Following the establishment of the infusion channels, immediate and rapid fluid resuscitation should be administered. For severe shock, 1-2 liters of isotonic balanced salt solution should be rapidly infused, followed preferably by cross-matched blood. To save lives, type-specific or O-type red blood cells can be transfused. Especially after the application of balanced salt solution, if the resuscitation requirements are still not met during volume restoration, red blood cells should be transfused to achieve a hemoglobin level above 10g/dl. However, in cases of continuous bleeding, the above method of fluid and blood transfusion is inappropriate because vigorous fluid resuscitation can dislodge clots, increase blood loss, and reduce survival rates. Therefore, the use of hypertonic salt solution for rapid volume expansion, particularly in pre-hospital emergency care, remains controversial.

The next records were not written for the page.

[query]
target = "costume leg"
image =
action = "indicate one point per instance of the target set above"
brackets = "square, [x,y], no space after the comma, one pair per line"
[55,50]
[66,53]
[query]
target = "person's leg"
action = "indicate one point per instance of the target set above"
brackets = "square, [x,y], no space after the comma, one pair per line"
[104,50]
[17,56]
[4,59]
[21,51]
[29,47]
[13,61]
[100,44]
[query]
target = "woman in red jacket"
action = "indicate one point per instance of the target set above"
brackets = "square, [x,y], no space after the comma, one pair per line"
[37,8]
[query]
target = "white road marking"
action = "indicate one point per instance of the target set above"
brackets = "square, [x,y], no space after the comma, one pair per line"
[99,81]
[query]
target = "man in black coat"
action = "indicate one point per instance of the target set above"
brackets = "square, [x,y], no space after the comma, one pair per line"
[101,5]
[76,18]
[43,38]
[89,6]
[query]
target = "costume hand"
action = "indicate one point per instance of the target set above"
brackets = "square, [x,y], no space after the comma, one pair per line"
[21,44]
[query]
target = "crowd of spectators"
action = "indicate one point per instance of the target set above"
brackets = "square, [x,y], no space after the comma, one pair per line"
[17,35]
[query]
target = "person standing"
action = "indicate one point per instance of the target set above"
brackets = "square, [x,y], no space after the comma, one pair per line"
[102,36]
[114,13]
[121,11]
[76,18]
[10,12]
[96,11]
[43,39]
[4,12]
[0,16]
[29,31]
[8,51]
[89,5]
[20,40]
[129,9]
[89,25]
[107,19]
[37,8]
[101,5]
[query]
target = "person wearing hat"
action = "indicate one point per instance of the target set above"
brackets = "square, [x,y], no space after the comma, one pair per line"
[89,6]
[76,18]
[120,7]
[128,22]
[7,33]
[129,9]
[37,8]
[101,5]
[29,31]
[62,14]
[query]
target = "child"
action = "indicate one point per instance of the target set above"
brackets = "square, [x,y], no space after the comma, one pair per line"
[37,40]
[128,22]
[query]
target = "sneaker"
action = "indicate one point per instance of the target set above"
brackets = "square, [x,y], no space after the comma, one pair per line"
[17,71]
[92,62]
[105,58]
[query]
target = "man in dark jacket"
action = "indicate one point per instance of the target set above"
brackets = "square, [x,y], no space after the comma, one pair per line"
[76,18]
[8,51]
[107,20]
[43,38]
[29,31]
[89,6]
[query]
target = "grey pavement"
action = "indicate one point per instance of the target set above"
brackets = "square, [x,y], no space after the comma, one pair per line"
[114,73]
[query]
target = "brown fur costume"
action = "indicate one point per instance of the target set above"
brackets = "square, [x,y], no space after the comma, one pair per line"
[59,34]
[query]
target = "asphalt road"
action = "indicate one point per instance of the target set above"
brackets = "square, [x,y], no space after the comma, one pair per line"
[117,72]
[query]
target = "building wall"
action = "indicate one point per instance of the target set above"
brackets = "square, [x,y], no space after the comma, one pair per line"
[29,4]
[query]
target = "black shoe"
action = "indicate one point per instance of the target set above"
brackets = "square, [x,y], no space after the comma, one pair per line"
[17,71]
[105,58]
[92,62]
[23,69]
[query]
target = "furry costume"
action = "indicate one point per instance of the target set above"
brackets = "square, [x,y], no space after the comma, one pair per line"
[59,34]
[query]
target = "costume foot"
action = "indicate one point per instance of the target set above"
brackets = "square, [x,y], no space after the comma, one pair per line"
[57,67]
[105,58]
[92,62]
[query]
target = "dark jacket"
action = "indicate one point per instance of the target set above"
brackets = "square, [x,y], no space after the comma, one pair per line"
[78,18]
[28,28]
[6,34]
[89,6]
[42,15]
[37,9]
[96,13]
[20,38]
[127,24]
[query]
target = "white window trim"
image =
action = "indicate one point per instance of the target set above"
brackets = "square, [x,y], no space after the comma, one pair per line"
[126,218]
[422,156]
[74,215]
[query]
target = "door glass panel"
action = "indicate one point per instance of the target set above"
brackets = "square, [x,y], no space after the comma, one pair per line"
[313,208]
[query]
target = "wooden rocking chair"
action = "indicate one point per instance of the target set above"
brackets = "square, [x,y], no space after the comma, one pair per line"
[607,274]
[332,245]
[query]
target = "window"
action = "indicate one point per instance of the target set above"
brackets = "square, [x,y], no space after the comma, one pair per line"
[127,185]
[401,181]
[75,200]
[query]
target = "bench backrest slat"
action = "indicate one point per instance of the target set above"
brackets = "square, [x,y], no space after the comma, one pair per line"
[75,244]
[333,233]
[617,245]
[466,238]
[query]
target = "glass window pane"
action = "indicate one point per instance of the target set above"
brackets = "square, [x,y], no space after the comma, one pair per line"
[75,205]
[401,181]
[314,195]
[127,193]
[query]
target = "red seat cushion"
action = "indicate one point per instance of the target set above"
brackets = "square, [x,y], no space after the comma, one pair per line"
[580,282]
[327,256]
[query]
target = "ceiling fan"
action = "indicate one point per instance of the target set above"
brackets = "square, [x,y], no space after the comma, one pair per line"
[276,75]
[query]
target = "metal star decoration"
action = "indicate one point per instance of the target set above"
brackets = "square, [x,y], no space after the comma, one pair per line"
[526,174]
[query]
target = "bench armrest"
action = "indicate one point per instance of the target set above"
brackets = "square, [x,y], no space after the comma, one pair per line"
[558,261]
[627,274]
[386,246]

In the absence of monitoring through central venous catheterization or pulmonary artery catheterization, treatment should be guided by the following clinical indicators: urine output should reach 0.5-1.0 ml/(kg.h), normal heart rate, normal blood pressure, good capillary refill, and normal consciousness.
It is worth noting that after resuscitation for massive blood loss, in addition to blood transfusion to compensate for blood loss, a certain amount of crystalloid and colloid solutions should also be supplemented to meet the needs of fluid separation. Failure to understand this need and merely adopting fluid restriction and diuretic management will exacerbate shock, lead to metabolic acidosis, induce multiple organ dysfunction, and even cause death. Approximately one day later, the body fluid shifts from the separation phase to the diuretic phase, and by increasing diuresis to mobilize excess fluid accumulated outside the blood vessels, the fluid compartments gradually return to the pre-injury normal levels.
1. Actively prevent and treat infections.
2. Properly handle on-site trauma treatment, such as timely hemostasis, analgesia, and warmth preservation.
3. Patients with loss of blood or excessive fluid loss (such as vomiting, diarrhea, hemoptysis, gastrointestinal bleeding, profuse sweating, etc.) should be promptly and appropriately rehydrated or transfused.